You state that these letters tell another story of Brazil. How does this other version change the way we understand the country—and also Portugal?

Suzane Lima Costa

Because, if this history is not incorporated, we will continue to reproduce certain discourses that have particular effects. These discourses can even become the basis of laws. A recent example is the so-called “Marco Temporal” (Time Frame thesis), which attempts to tie access to land rights to specific periods. This type of argument often stems from a very narrow idea of what it means to “be Indigenous,” as if it were a fixed, immutable model constructed from external perspectives.

What these letters show is precisely the opposite: historical trajectories that are not fixed, with transformations, alliances, conflicts, and displacements. The idea that someone “ceased to be Indigenous” because they use certain technologies or because they live in a different context completely ignores the fact that every culture is dynamic.

Making these letters a central part of these discussions also opens up different historical perspectives—often the perspective of those who did not win the conflicts, but who nonetheless continued to act, to write, to intervene. When we acknowledge this authorship, it is not a matter of erasing what has already been said, but of creating tension, of asking questions, of broadening the field of interpretation.

These voices have always existed, but they were frequently downplayed or marginalized in dominant narratives. By bringing these documents together, we realize that there is a continuous Indigenous presence, in different contexts, including in the discussion of central issues such as slavery, land ownership, and living conditions.

This forces us to rethink certain widespread ideas. For example, the notion that Indigenous People were not enslaved still circulates in Brazil, and it just doesn’t hold up when we look at this collection of documents and at the demands recorded in these letters.

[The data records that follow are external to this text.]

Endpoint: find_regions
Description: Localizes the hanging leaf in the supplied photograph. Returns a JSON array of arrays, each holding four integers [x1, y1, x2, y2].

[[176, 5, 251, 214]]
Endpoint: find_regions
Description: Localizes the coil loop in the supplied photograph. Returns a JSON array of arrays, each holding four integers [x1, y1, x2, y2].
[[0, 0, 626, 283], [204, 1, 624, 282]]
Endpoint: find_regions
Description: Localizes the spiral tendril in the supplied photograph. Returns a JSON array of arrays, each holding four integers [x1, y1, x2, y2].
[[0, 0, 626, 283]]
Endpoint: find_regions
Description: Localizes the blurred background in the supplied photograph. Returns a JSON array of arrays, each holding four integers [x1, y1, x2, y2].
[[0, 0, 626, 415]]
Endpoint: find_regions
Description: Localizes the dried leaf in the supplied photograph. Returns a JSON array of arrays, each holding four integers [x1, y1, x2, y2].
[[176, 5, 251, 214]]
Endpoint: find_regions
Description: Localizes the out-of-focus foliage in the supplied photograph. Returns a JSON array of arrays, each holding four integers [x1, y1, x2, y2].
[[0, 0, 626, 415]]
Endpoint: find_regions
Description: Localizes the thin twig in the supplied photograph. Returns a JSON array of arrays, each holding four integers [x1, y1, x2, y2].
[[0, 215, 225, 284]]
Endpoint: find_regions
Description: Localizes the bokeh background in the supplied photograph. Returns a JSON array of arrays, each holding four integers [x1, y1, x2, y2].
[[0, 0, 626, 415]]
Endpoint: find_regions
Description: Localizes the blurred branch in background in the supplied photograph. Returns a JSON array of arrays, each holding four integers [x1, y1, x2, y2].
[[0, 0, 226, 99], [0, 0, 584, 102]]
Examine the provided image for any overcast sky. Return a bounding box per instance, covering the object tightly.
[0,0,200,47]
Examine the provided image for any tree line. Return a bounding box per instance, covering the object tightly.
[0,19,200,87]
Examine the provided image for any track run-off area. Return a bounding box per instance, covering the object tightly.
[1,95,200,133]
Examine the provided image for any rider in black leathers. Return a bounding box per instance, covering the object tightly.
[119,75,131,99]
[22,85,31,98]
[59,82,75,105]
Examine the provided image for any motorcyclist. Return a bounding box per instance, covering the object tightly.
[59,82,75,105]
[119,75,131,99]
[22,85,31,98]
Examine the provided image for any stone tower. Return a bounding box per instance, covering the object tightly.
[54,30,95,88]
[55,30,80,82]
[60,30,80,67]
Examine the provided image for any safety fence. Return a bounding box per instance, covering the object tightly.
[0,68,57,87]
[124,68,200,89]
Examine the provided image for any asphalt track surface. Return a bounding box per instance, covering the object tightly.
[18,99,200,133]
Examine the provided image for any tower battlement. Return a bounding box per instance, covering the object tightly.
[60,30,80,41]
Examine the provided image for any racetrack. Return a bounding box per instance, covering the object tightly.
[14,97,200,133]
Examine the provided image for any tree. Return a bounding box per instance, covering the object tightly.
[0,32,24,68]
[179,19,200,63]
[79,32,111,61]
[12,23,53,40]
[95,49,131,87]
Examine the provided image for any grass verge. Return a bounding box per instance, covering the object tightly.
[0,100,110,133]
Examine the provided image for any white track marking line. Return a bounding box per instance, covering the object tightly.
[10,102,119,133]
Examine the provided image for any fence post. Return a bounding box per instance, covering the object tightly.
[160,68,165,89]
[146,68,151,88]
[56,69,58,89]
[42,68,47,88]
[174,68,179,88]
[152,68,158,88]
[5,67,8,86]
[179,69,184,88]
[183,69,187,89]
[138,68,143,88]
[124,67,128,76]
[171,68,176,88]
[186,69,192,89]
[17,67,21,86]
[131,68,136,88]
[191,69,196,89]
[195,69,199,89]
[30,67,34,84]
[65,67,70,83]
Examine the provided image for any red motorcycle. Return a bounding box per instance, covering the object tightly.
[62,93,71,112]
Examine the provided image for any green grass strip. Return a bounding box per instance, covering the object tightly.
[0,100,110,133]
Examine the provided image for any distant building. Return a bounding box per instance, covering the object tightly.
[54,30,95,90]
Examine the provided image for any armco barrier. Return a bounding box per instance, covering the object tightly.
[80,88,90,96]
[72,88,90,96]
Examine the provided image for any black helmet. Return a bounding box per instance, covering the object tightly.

The effect of this is not to offer a “new” closed version of history, but to produce shifts. These letters create fissures, raise questions, and reveal contradictions. And this is fundamental, because no social group remains identical over time. However, Indigenous Peoples have often been portrayed as if they were trapped in a fixed image, outside of history—which ultimately serves to justify forms of exclusion and violence.

What we seek with this project is quite straightforward: to expand the scope of our collective imagination regarding this history. To allow other questions to be asked, other images to emerge. There is a letter by Gerson Baniwa, in the book Letters for a Good Living, in which he keeps repeating the same opening sentence: “We dream of a Brazil where…” And he describes this country as a place where his body can fully exist.

Imagination is a central dimension of this project. Because, in many cases, records were destroyed, and only the dominant version remained intact. Given this, reconstructing other perspectives also requires a work of imagination—not as arbitrary invention, but as critical elaboration based on the available traces.

That is why these letters are so important. They are not only meant to be informative. They are meant to be transformative, to change the way we think, and to open up space for other possibilities of engagement with history, both in Brazil and in Portugal.